Hacker News new | ask | show | jobs
by lumost 1242 days ago
After 1-3 years of tenure things start to look different imo. Sure you get bad hires, and you also get people who become lazy. But on any given project you tend to have some split of people who work on the wrong things, don’t work on anything, or fail to deliver. People who consistently hit one of these categories usually move on on their own - either because of culture fit or comp growth. It’s much easier and healthier to focus on retaining your best people. As long as someone is doing something, and isn’t a net drag on the team - firing seems to be more pain then the alternative in software.

Assuming that the industry returns to its standard 30-50% attrition year on year.

1 comments

And those people become lazy because they put A LOT into the company those first 1-3 years. And after they coast a bit, they usual come back strong because 1. They are intimately familiar with the corporate culture and the internal software paradigm and 2. They have emotional investment.

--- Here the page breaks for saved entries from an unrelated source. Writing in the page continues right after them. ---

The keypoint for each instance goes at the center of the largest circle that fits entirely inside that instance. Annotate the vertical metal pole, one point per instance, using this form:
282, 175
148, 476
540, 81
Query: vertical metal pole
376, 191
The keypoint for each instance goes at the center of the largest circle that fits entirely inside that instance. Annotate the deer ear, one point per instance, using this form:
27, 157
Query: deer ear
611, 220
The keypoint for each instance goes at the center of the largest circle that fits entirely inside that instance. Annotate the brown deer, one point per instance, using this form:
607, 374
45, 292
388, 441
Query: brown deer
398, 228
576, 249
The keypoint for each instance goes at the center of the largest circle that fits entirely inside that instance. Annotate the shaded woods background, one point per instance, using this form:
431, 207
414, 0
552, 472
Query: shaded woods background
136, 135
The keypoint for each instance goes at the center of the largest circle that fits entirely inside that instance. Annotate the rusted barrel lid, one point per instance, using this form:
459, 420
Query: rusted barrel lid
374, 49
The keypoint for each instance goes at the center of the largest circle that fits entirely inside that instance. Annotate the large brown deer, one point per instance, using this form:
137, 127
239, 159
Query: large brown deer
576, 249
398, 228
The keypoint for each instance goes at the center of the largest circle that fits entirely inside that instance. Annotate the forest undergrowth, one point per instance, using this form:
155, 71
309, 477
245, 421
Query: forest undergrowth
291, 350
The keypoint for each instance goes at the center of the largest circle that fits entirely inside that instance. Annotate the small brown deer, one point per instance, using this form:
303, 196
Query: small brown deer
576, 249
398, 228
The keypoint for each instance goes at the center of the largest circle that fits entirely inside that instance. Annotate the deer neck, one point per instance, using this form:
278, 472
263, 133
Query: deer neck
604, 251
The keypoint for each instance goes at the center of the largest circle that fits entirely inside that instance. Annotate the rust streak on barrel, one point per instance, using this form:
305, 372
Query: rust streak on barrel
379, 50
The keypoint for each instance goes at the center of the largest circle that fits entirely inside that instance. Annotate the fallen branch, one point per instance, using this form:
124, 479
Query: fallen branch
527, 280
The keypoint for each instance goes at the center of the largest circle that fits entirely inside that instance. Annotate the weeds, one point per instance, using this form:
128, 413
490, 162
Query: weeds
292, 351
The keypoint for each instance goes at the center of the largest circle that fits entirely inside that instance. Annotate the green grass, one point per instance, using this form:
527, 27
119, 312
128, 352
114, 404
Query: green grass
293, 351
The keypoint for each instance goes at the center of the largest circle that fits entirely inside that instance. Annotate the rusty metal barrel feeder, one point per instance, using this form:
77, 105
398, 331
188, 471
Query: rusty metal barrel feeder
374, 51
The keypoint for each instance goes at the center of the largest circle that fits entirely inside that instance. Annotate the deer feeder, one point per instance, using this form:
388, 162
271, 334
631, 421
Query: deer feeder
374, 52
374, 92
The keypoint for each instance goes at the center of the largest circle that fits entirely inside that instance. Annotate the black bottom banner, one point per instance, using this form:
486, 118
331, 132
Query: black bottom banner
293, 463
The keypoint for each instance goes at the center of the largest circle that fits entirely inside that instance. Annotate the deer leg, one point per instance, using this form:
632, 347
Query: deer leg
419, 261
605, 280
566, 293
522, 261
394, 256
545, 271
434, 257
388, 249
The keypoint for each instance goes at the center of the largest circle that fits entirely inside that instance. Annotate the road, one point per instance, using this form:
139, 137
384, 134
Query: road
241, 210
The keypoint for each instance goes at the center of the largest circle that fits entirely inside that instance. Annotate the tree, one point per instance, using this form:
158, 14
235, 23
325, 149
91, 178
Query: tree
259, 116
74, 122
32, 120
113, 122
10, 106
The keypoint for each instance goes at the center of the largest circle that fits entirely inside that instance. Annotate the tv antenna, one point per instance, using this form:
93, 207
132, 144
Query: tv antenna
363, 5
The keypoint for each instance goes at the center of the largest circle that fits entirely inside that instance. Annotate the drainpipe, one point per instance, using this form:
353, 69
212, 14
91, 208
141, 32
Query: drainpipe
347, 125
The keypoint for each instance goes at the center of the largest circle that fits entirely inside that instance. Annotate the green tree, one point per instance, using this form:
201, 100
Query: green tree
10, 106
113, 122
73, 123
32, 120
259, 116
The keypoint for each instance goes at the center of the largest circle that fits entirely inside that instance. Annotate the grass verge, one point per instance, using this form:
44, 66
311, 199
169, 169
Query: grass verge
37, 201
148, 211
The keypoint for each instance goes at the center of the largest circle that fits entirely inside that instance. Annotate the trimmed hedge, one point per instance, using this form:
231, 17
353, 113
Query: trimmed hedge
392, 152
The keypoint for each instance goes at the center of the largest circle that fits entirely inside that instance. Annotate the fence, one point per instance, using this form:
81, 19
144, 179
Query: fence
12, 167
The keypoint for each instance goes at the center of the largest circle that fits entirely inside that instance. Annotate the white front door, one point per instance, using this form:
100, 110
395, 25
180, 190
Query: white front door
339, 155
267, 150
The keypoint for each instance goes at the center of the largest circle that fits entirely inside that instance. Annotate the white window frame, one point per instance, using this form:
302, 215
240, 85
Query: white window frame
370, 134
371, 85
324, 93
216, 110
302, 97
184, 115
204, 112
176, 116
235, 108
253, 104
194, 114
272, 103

It's like getting divorced in your early 40s because things are not the same as a few years before, and not getting to the good part of a relationship.
Absolutely! I also didn’t quite see it when I moved around earlier in my career - but many of the more tenured folks simply know how to work efficiently in the organization.

They tend not to pick up meaningless fights, or invest time in work that the org doesn’t care about, when their are debates - they can usually settle them.

In hindsight I spent too much time early in my career on work no one cared about. I spend less time on that stuff now and have better wlb and feedback to boot.